Your Expert Advice
When a customer brings you into the room, they are looking for a new point of view. A new opinion. An outside expert’s advice and insight into the situations being faced by their company.
When a salesperson, customer service representative, consultant, graphic designer, or other outside contractor experiences self doubt and pulls their punches by trying give the advice or opinion that they think the customer wants to hear it does a disservice to themselves and to their customer.
What the customer is currently doing is no longer working, that’s why they’ve gone in search of expert advice.
If a customer trusts you enough to share the problem they are trying to solve or the opportunity they are trying to pursue, it is your duty to pull no punches in sharing your opinion about how you would go about the mission to accomplish those things.

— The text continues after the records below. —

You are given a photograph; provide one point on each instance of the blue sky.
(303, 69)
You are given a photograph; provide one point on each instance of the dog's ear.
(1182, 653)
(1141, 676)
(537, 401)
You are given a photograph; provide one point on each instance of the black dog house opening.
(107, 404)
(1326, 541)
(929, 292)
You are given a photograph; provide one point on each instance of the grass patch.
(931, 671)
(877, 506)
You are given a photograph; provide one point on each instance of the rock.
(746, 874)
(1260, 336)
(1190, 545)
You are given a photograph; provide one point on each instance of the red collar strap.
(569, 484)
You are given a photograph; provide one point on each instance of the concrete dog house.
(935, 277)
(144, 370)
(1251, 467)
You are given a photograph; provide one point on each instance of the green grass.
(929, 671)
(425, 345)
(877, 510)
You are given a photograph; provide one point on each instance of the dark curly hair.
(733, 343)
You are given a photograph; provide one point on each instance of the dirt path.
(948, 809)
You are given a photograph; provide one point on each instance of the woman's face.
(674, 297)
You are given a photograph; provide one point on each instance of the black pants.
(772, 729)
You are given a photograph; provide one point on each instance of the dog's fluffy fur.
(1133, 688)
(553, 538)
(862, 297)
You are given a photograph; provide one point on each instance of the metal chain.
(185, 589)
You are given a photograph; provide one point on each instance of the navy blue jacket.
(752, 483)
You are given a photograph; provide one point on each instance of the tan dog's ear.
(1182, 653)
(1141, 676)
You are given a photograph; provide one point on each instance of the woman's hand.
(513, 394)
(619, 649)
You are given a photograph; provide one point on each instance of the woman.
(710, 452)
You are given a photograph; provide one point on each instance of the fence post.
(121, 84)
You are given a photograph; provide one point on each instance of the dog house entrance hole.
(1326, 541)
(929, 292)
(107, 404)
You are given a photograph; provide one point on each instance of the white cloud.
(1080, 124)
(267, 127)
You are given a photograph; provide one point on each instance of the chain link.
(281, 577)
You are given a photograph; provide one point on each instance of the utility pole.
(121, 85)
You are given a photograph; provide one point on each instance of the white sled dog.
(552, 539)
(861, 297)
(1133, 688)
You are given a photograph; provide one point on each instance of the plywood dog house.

You owe it to your clients (and to yourself) to propose the right solution to the challenge they shared with you. Even if you think the solution might be over their budget, or it’s something outside their comfort zone.
It’s up to the customer to then decide if they can put together the appropriate budget or overcome their insecurity in order to implement your advice.
- You don’t get to decide what a customer can or cannot afford to do.
- You don’t get to decide whether a customer is willing to try something new.
Your job is to layout your best advice to accomplish the goals your customer said they wanted to achieve, and it is your customer’s job to decide whether or not they believe the solution will help them and if they should move forward with it.
The customer may decide to put your plan into action exactly as you described it to them, or they may ask your for the next-best solution (one that costs less or feels less risky), but you owe it to yourself and your customers to always offer your best advice when called upon to do so.
Because you never know when someone will want to take you up on your offer.